Updated: August 29, 2006, 11:12 AM ET
ESPN.com news services

Nobody imagines that NFL locker rooms are drug free, but few would think that players on the best teams would be willing to risk their very lives to make it to the highest levels of the sport. That seems to be the case.

According to an investigative report posted on the Charlotte Observer's Web site on Sunday, a number of Carolina Panthers used a vast quantity and tremendous variety of performance-enhancing drugs during the team's 2004 Super Bowl season.

The newspaper looked at medical records and court documents released in conjunction with the federal steroids case against Dr. James Shortt, who last month was sentenced to one year and one day in prison for distributing steroids and human growth hormone.

"Several of [the players] were using disturbing, particularly alarmingly high amounts with high dosages for long durations -- some in combinations," said Dr. Gary Wadler, who prepared a report for the U.S. Attorney's Office that was used to prosecute Shortt. "This wasn't just a passing flirtation with these prohibited substances. When I see [prescriptions] 'renewed five times,' I say, 'What are you trying to accomplish?' "

Players' names were blacked out on Wadler's report, but the Observer reported that six Panthers -- and three of the five starting offensive linemen from the Super Bowl team -- were taking performance enhancers. And many reported adverse reactions.

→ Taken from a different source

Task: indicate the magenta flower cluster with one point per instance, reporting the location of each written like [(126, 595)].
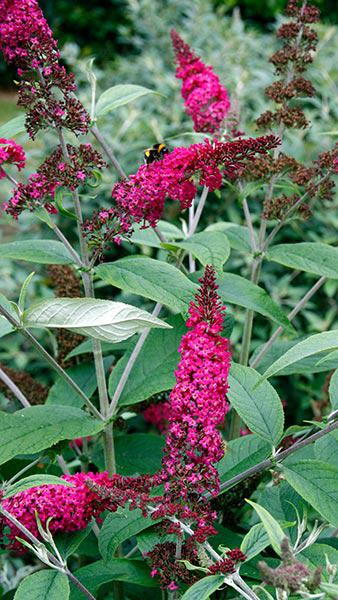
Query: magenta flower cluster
[(70, 508), (27, 41), (11, 153), (206, 100), (198, 401), (141, 197)]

Although studies have shown that steroids can affect blood flow and contribute to strokes and heart disease, one member of the Panthers ignored a family history of strokes and took the drugs anyway.

Another player complained of hair loss and shrunken testicles. Another was prescribed anti-estrogen drugs, which male steroid users ingest to prevent breast growth.

The Observer reported that two players were given prescriptions for a combined five substances banned by the NFL -- a week before the Panthers left Charlotte for the Super Bowl in Houston. Three of the substances -- injectable testosterone cypionate, the banned supplement androstenedione and the hormone DHEA -- had not been reported before.

Shortt reportedly also prescribed stanozolol and testosterone cream.

One player, who the Observer says was using HGH daily, received prescriptions from another doctor.

Wadler's report also reveals that two other NFL teams have ties to this particular steroid scandal. Two of the Panthers players received prescriptions for performance enhancers when they played for the Tampa Bay Buccaneers and Miami Dolphins, respectively.

Prosecutors have already identified two former Panthers -- defensive end John Milem and punter Todd Sauerbrun -- as part of their probe, but those players were not in Wadler's report.

Wadler told the Observer he worries about the players.

"There is no question I am concerned some of these drugs, when abused, will impact the long-term health of these athletes and manifest either in chronic illness, premature death or disability," he said. "These are not little minor medications that people are talking about. These are very substantial drugs."